Mythen sind „Erzählungen“, sie werden nicht „verfaßt“, sondern sie entstehen einfach, etwa im Zusammenhang mit historischen Ereignissen, herausragenden Taten einzelner Persönlichkeiten oder der Gründung von Gemeinwesen, und ranken sich buchstäblich um diese. Ihre Funktionen sind vielfältig, sie wollen erklären, verherrlichen, staunen machen. Sie sind nach unseren Begriffen zwar nicht „wahr“, aber auch nicht „erlogen“. Sparta ist in diesem Sinn ein Mythos, wohl die verklärteste Stadt der Antike, und dies im besonderen auf den Gebieten der gesellschaftlichen Ordnung und der Erziehung.

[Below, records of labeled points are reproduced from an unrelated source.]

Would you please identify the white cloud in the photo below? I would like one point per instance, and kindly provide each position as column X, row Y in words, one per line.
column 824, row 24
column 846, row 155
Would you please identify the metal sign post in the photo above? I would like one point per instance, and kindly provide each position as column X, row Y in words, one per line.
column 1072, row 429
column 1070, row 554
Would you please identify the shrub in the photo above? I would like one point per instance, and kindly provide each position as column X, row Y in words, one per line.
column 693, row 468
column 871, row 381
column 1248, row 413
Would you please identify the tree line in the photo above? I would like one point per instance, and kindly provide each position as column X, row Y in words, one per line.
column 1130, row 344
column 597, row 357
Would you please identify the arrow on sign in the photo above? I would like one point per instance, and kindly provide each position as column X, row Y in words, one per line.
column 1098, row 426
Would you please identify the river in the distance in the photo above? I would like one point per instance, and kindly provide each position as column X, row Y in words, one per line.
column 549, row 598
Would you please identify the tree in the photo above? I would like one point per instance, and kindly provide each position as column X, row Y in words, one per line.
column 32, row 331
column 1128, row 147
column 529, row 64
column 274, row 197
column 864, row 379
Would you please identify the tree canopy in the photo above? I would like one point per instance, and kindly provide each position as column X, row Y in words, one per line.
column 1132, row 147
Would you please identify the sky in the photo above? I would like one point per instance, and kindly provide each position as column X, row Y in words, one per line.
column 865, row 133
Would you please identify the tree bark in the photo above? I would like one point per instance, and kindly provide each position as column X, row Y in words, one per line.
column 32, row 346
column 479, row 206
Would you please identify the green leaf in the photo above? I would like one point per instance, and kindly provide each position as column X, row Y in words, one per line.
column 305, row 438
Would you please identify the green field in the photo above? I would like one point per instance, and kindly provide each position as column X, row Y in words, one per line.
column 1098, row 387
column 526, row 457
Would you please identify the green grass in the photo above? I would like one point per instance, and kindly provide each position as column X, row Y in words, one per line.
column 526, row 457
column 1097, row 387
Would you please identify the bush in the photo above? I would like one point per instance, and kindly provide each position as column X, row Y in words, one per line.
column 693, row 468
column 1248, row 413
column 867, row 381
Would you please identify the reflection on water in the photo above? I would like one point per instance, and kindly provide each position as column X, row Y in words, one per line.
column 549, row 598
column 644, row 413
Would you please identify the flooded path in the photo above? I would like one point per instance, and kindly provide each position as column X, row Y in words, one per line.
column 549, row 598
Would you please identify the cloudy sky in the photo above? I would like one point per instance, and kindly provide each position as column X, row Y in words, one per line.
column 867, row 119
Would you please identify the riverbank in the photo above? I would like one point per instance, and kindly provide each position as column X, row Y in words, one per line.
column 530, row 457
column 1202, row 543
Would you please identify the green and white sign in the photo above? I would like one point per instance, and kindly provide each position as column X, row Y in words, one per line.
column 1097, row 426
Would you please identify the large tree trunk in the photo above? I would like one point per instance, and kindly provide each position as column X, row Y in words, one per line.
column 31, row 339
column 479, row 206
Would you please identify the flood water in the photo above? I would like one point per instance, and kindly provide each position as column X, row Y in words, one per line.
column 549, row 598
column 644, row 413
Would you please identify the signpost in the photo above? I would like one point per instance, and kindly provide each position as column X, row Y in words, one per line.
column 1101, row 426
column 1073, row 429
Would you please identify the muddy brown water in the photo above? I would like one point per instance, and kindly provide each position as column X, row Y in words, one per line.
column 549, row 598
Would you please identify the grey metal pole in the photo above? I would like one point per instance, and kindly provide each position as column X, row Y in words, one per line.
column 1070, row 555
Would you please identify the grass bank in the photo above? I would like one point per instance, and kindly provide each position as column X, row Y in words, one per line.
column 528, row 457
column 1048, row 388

Das ist nicht verwunderlich, denn infolge der relativen spartanischen Abgeschlossenheit wußte niemand so genau Bescheid über das Leben in Sparta, nur daß es in vielen Bereichen anders zuging als in den meisten griechischen Städten.
Viele antike Beobachter suchten eine Erklärung für den beispiellosen Erfolg der nicht unbedingt sehr bürgerreichen Stadt, für die Unbesiegbarkeit der spartanischen Armee und für die Stabilität seiner Verfassung, und sie fanden sie in einer einzigartigen inneren Ordnung, in einer besonderen Treue zu den Gesetzen, in einer streng reglementierten bürgerlichen Lebensweise und in einer uns heute fast totalitär anmutenden Erziehung der Jugend. Da nun aus Sparta selbst kaum Nachrichten flossen, war der Boden für die Ausbildung eines Mythos gut bereitet.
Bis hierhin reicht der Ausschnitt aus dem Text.